In recent years, the number of people who have presented to my office with dizziness and vertigo (cervicogenic dizziness) has increased. Mounting stress and a sedentary lifestyle may be a contributing factor.
Dizziness is an unsteadiness, light-headedness, or a feeling of imbalance, while Vertigo is described as a ‘spinning’ sensation.
To maintain proper balance and equilibrium, our body uses three systems. Each must be coordinated seamlessly to send and receive proper information to the brain. Our visual system (oculomotor), inner ear (vestibular system), and our cervical (neck) proprioceptive system work together to keep us balanced.
Many patients present having suffered for long periods of time with dizziness or vertigo, often having many relapses. Most patients I see for treatment of vertigo and dizziness have already had visits to their neurologist or physician. They usually come with a diagnosis or have had testing to rule out any other possible cause of their dizziness/vertigo.
Side effects from some common medications for depression, high blood pressure, infections, and allergies can cause dizziness or vertigo. If you have just started a new medication or have been on one for a long time, speak to your physician or pharmacist. Also if you get dizzy or light-headed when getting up from a lying down position, you should get your blood pressure checked to rule out orthostatic hypotension.
Benign Paroxysmal Positional Vertigo (BPPV) is a problem in the inner ear. The crystals in the inner ear (otoliths) become dislodged and move to a place they should not be (semi-circular canal). If symptoms of vertigo or dizziness occur when you ‘look up’ or ‘roll over’ in bed, there is a good chance you have BPPV. But, there is hope. The Epley Maneuver is an effective treatment that has up to an 80% success rate. Try this it home but be prepared to temporarily aggravate the vertigo.

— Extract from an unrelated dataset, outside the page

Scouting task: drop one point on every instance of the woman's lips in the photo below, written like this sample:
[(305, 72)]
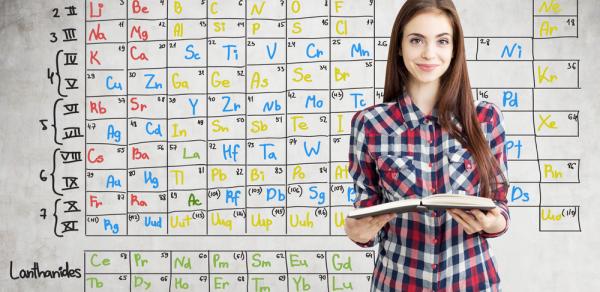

After successful completion of the Epley Maneuver, you should keep your head upright for 48 hours (no looking up or down). As well, try to sleep in a seated/inclined position (no horizontal sleeping) at 45 degrees for a couple of nights. Then try to sleep on the unaffected side thereafter to help prevent it from returning.
Often tissues in the upper neck can be the source of dizziness. Especially in those who have had a car accident, concussion, or sports trauma. Even sitting with prolonged poor posture can result in dizziness. If you are sitting for hours in front of a computer, sewing machine or staring down at a phone, the upper neck tissues can become fatigued. Underlying conditions such as arthritis, chronic neck pain and tight muscles can be associated with dizziness. Even TMJ (temporomandibular joint) disorders may be the source of your dizziness.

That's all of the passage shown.